Role of JAK2-STAT3 signaling pathway in pancreatic injury and systematic inflammatory response in rats with acute necrotizing pancreatitis
10.3760/cma.j.issn.1674-1935.2019.03.007
- VernacularTitle:JAK2-STAT3信号通路在急性坏死性胰腺炎大鼠胰腺损伤与全身炎症反应中的作用
- Author:
Yinfeng SHEN
1
;
Yuanming BA
;
Wenyin JIN
;
Xia ZHANG
;
Qian CHEN
;
Junjun TIAN
;
Yong ZHU
;
Ran TAO
Author Information
1. 湖北中医药大学
- Keywords:
Pancreatitis;
acute necrotizing;
Janus kinase 2;
STAT3 transcription factor
- From:
Chinese Journal of Pancreatology
2019;19(3):185-189
- CountryChina
- Language:Chinese
-
Abstract:
Objective To investigate the function of JAK2-STAT3 signaling pathway in pancreatic injury and systematic inflammatory response in rats with acute necrotizing pancreatitis ( ANP) . Methods SD rats were randomly divided into the ANP group (n=48), ANP+JAK2 inhibitor Ruxolitinib group (ANP+R group, n=48), ANP+STAT3 inhibitot Stattic group (ANP+S group, n=48), ANP+Ruxolitinib+Stattic group (ANP+R+S group, n=48), and sham operation group (SO group, n=48). 5% sodium taurocholate injection via retrograde pancreatobiliary duct was used to establish ANP model.

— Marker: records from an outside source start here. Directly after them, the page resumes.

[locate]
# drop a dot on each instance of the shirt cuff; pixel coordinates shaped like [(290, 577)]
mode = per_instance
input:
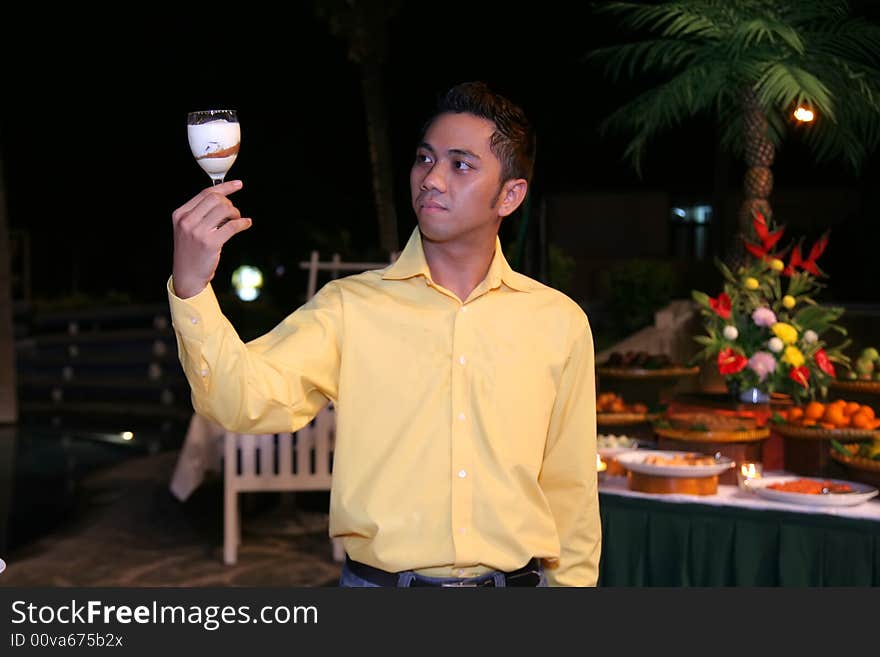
[(197, 316)]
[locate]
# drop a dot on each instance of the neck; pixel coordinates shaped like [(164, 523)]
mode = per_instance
[(459, 267)]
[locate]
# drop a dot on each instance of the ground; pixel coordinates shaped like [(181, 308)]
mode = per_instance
[(134, 532)]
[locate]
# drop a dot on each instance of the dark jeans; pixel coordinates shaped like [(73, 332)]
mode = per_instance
[(349, 579)]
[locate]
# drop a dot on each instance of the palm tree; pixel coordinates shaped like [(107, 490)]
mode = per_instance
[(749, 64), (8, 398), (363, 25)]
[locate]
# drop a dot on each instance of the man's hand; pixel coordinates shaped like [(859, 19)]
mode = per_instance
[(202, 226)]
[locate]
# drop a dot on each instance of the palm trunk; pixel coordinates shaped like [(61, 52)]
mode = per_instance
[(8, 397), (758, 153), (380, 153)]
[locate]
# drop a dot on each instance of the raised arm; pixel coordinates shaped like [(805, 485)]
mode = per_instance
[(275, 383)]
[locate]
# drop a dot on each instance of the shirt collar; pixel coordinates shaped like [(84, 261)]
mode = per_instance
[(411, 262)]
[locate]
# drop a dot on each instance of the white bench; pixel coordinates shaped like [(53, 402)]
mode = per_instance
[(284, 462)]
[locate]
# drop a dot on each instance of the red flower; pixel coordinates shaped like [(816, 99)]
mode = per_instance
[(824, 364), (810, 263), (721, 305), (768, 239), (731, 362), (800, 375)]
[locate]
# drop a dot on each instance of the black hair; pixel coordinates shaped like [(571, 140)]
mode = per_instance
[(513, 141)]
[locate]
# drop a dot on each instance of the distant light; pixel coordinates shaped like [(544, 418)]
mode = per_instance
[(247, 281), (247, 293), (804, 115)]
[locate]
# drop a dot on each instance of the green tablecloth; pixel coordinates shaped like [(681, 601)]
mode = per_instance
[(648, 542)]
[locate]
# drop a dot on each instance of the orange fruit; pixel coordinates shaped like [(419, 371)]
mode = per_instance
[(867, 410), (851, 407), (814, 410), (834, 415)]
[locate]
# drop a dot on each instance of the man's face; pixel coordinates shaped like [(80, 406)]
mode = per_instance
[(455, 180)]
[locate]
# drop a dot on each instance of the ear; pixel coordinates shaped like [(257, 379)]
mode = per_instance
[(513, 193)]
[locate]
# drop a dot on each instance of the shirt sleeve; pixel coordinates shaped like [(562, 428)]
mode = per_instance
[(275, 383), (569, 477)]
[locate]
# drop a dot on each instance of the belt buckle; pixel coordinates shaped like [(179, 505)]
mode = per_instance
[(459, 584)]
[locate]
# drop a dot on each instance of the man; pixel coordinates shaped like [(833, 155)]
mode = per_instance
[(464, 391)]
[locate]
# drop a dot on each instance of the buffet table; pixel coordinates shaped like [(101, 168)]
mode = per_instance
[(734, 538)]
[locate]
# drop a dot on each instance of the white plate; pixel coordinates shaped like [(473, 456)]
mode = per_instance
[(860, 492), (611, 452), (635, 461)]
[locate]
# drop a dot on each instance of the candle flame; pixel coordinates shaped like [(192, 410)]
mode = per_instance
[(804, 115)]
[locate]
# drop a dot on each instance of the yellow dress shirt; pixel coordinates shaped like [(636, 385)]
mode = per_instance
[(465, 431)]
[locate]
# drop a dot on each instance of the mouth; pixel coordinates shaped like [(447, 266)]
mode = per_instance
[(431, 206)]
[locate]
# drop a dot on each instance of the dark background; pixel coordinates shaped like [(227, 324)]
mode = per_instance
[(94, 144)]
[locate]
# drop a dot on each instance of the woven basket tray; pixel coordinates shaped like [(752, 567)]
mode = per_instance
[(809, 433), (637, 373), (856, 462), (608, 419), (713, 436), (857, 386)]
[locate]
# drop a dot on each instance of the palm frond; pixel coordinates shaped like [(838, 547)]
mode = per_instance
[(691, 92), (751, 33), (673, 19), (783, 84)]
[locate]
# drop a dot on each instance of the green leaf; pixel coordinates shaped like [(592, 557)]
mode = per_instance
[(701, 298)]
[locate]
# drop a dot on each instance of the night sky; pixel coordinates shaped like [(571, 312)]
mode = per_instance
[(94, 141)]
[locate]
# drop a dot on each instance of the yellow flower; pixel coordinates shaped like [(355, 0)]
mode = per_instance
[(793, 357), (785, 332)]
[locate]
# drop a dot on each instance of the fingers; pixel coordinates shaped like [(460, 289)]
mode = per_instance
[(233, 227), (223, 189), (209, 213)]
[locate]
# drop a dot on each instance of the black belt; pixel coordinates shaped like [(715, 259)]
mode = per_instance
[(528, 575)]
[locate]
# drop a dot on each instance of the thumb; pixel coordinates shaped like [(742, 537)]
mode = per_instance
[(234, 226)]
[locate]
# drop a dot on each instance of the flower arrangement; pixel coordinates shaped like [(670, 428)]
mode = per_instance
[(763, 336)]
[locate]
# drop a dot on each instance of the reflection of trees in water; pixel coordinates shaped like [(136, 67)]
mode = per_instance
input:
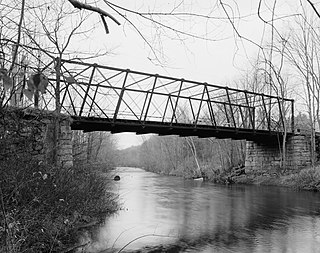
[(251, 213)]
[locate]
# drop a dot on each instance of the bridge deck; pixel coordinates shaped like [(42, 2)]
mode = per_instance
[(181, 129)]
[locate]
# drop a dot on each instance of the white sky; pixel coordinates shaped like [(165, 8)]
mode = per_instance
[(213, 62)]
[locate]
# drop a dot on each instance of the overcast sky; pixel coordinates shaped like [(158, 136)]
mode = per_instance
[(218, 60)]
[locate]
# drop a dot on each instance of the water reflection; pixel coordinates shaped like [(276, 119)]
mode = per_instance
[(205, 217)]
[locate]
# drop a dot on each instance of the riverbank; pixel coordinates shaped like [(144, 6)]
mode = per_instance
[(305, 179), (45, 208)]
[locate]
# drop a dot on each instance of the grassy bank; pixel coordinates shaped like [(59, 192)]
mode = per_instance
[(305, 179), (43, 207)]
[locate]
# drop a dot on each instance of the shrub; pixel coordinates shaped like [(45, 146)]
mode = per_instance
[(41, 205)]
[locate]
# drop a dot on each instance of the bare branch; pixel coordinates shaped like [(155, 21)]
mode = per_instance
[(77, 4)]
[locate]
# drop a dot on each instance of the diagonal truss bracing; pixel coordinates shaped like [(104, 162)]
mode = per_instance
[(96, 92)]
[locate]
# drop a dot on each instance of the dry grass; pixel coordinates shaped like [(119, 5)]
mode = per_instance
[(41, 205)]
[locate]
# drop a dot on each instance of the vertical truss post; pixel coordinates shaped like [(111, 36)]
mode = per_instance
[(229, 101), (193, 115), (226, 112), (144, 104), (165, 108), (242, 117), (87, 91), (252, 119), (292, 116), (150, 99), (176, 105), (57, 88), (266, 112), (199, 110), (212, 118), (281, 114), (120, 96), (93, 99)]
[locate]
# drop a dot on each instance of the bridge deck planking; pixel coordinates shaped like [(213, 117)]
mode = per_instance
[(181, 129)]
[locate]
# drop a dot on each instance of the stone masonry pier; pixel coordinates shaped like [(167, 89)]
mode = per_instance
[(264, 158), (42, 134)]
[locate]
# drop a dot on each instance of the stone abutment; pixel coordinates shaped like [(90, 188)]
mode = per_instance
[(266, 158)]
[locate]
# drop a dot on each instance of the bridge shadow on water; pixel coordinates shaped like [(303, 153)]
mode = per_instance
[(167, 214)]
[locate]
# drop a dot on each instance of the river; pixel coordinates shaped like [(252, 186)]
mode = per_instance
[(192, 216)]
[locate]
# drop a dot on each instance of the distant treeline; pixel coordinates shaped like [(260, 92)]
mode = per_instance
[(185, 156)]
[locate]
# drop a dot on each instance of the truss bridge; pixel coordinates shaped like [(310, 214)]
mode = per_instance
[(101, 98)]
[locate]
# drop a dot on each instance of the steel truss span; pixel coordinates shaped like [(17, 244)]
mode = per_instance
[(101, 98)]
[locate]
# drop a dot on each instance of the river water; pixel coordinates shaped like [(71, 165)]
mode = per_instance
[(205, 217)]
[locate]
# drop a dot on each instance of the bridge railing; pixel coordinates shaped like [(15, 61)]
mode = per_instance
[(91, 90), (101, 92)]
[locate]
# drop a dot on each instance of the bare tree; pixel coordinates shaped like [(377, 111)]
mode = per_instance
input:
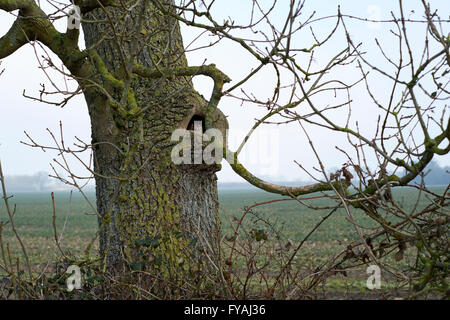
[(138, 87)]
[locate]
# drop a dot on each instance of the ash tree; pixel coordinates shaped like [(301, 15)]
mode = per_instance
[(138, 87)]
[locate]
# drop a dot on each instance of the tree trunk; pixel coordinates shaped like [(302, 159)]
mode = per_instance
[(151, 210)]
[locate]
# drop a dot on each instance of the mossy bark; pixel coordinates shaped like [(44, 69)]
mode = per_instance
[(150, 209)]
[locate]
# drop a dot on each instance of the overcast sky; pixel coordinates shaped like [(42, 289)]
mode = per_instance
[(270, 153)]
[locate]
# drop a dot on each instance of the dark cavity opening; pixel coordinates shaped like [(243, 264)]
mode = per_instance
[(194, 119)]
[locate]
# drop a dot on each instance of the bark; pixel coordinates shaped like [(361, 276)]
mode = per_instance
[(151, 210)]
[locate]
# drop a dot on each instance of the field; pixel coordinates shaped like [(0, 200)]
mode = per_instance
[(76, 224)]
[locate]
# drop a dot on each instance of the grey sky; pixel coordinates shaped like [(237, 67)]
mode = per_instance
[(270, 153)]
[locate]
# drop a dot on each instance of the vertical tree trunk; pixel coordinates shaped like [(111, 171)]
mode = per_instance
[(150, 209)]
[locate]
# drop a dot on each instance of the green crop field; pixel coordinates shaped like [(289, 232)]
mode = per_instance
[(76, 222)]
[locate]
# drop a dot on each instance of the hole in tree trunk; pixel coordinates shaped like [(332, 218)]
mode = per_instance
[(196, 119)]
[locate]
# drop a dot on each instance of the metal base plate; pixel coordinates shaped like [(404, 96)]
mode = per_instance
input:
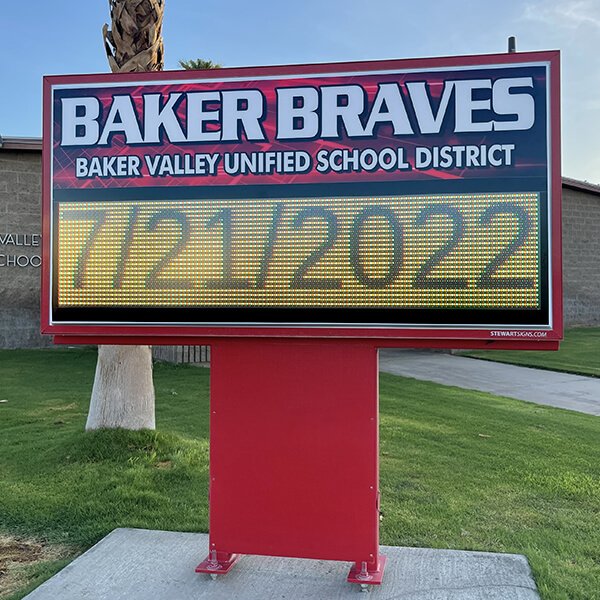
[(357, 575), (218, 567)]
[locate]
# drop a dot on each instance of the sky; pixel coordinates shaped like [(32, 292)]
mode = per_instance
[(39, 37)]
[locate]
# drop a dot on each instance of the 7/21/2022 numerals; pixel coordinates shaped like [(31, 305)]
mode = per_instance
[(222, 221)]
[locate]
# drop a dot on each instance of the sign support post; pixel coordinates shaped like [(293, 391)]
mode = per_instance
[(294, 446)]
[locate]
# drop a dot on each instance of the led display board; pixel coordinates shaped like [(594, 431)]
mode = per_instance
[(396, 199)]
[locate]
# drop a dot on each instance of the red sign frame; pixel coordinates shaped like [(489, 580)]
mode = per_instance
[(506, 336)]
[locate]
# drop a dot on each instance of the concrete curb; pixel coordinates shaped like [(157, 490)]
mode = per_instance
[(138, 564)]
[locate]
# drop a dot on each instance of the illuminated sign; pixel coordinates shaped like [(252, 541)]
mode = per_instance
[(396, 199)]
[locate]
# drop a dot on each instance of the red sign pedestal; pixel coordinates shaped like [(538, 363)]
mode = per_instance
[(294, 447)]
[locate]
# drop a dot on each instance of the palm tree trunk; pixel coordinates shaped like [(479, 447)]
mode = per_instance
[(123, 392)]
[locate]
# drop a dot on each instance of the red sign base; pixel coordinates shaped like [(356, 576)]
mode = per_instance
[(294, 448)]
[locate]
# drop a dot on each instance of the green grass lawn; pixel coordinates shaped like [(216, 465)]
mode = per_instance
[(579, 353), (459, 469)]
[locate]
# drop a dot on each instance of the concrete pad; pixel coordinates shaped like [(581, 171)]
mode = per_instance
[(551, 388), (138, 564)]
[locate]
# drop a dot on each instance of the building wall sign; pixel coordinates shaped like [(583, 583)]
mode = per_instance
[(400, 199)]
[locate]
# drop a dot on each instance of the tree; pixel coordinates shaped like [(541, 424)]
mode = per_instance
[(123, 392), (199, 63)]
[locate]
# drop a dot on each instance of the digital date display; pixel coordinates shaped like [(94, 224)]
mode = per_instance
[(469, 251)]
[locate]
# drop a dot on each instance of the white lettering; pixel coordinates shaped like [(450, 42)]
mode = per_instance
[(79, 129), (301, 121)]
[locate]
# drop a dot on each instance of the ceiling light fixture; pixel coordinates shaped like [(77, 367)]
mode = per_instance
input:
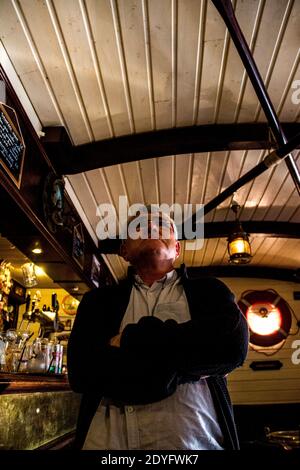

Blood samples from abdominal aorta and pancreatic tissue were collected after 3 h, 6 h, 12 h and 18 h after modeling. Serum amylase (AMY) and tumor necrosis factor-α(TNF-α) and interleukin-4 (IL-4) were tested. JAK2 and STAT3 mRNA expression and protein expression of p-JAK2 and p-STAT3 in pancreas were examined by RT qPCR and western blot, respectively. Results AMY, TNF-α and IL-4 in plasma, and JAK2 mRNA, STAT3 mRNA, p-JAK2 protein and p-STAT3 protein at different time points in ANP group were all obviously higher than those in SO group(P<0. 05). Serum AMY, TNF-αand IL-4 in ANP+R group, ANP+S group and ANP+R+S group at different time points were lower than those in ANP group [12 h (5391 ± 1009),(6130 ± 1227),(4818 ± 992)U/L vs (8524 ± 1360) U/L;(147.25 ± 27.85),(156.25 ± 23.17),(127.87 ± 21.39) ng/L vs (187.58 ±20.09)ng/L;(45.89 ±16.95),(50.19 ±15.87),(38.87 ±14.03)ng/L vs (58.85 ±9.34)ng/L] . JAK2 mRNA and p-JAK2 protein,STAT3 mRNA and p-STAT3 protein in ANP+R group and ANP+R+S group at different time points were obviously lower than those in ANP group (12 h 0. 357 ± 0. 091 vs 0. 597 ± 0. 121,1. 115 ± 0. 203 vs 1. 217 ± 0. 213,0. 361 ± 0. 089 vs 0. 489 ± 0. 097,0. 965 ± 0. 189 vs 1. 128 ± 0. 217, 0. 362 ± 0. 092 vs 0. 597 ± 0. 121,1. 107 ± 0. 212 vs 1. 217 ± 0. 213,0. 297 ± 0. 087 vs 0. 489 ± 0. 097,0. 713 ± 0. 184 vs 1. 128 ± 0. 217). STAT3 mRNA and p-STAT3 protein in ANP+S group were obviously lower than those in ANP group(0. 319 ± 0. 107 vs 0. 489 ± 0. 097,0. 849 ± 0. 177 vs 1. 128 ± 0. 217), and the difference was statistically different (P<0.05). Conclusions The activation of JAK2-STAT3 signaling pathway in pancreas may play a key role in the pathogenesis of systematic inflammatory response in ANP.